Goldman Sachs US Dollar To Yuan Forecast: Stronger Policy Backing To Drive USD/CNY Lower - Exchange Rates Org UK
Goldman Sachs is projecting that USD/CNY will trend lower, attributing this forecast to stronger policy backing from China. The firm believes that supportive governmental measures will bolster the yuan against the US dollar, creating downward pressure on the exchange rate.
What the desk is arguing
Goldman Sachs is of the view that the USD/CNY exchange rate will decline due to enhanced policy support from Chinese authorities. This policy backing is anticipated to stabilize the yuan, thereby enabling it to withstand external pressures from the US dollar.

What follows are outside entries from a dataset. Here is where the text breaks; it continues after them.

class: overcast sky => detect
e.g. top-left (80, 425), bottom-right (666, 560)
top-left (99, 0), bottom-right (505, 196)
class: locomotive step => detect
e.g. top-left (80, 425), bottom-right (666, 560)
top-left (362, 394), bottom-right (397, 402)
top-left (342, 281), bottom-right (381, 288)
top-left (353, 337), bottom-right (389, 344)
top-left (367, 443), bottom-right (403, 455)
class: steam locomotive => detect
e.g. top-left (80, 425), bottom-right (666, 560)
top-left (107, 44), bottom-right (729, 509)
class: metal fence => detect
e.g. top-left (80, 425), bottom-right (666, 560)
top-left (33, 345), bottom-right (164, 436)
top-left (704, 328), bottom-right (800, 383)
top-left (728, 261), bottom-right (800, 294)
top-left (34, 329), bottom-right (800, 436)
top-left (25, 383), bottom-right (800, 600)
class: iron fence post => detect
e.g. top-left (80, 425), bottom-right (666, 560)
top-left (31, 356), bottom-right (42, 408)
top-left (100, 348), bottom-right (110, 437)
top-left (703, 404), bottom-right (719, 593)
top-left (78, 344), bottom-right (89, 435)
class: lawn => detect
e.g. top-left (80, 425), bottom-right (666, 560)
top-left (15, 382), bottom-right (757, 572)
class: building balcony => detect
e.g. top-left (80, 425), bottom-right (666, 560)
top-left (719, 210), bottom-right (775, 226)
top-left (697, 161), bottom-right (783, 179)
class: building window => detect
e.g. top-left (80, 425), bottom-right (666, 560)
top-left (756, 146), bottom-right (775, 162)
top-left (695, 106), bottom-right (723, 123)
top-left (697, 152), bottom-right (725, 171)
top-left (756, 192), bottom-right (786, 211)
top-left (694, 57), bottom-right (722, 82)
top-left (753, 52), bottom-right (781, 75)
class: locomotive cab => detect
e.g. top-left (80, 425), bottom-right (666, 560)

The bank's forecast is built on the premise that recent interventions and a focus on economic stability will facilitate a more robust yuan. The counterfactual that Goldman implicitly rejects is the scenario where the yuan continues to depreciate due to global market tensions or deteriorating economic indicators from China.
Where it sits in our coverage
Our current consensus target for USD/CNY stands at 1.075, with a trading range of 1.04 to 1.12. This outlook is closely aligned with Goldman Sachs’ recent argument, as both perspectives highlight potential downward movement for the dollar against the yuan.
In our coverage, we note specific targets from notable firms, including: - **JPMorgan**: 1.10 for Mar-26 - **Barclays**: 1.08 for Mar-26 - **BNP Paribas**: 1.06 for Mar-26
How other firms see it
There are diverging views among other institutions regarding the USD/CNY outlook. While Goldman Sachs aligns with the notion of a stronger yuan due to policy support, some firms believe the dollar may hold its strength in the near term.
- **Bank of America**: Contrary stance, targeting 1.04 for Mar-26 - **Wells Fargo**: Neutral stance, suggesting a wait-and-see approach - **Citi**: Aligned stance with a cautious target of 1.07 for Mar-26
How firms align with this view
Aligned with the desk view
Contrary positioning
Key takeaways
- 01Goldman Sachs expects USD/CNY to decline
- 02Stronger Chinese policy backing is a key driver
- 03Counterargument involves potential external pressures on the yuan
Market implications
If Goldman Sachs' forecast materializes, it could lead to a repositioning among investors who are currently long on the dollar. A weaker USD/CNY may also affect cross-border trade dynamics, impacting exporters and importers with exposure to these currencies.
Risks to this view
Key risks include unexpected geopolitical tensions that may not favor the yuan's strength or economic indicators from China that could suggest a slowdown, undermining the positive outlook. Additionally, shifts in US monetary policy may create further volatility in the exchange rate.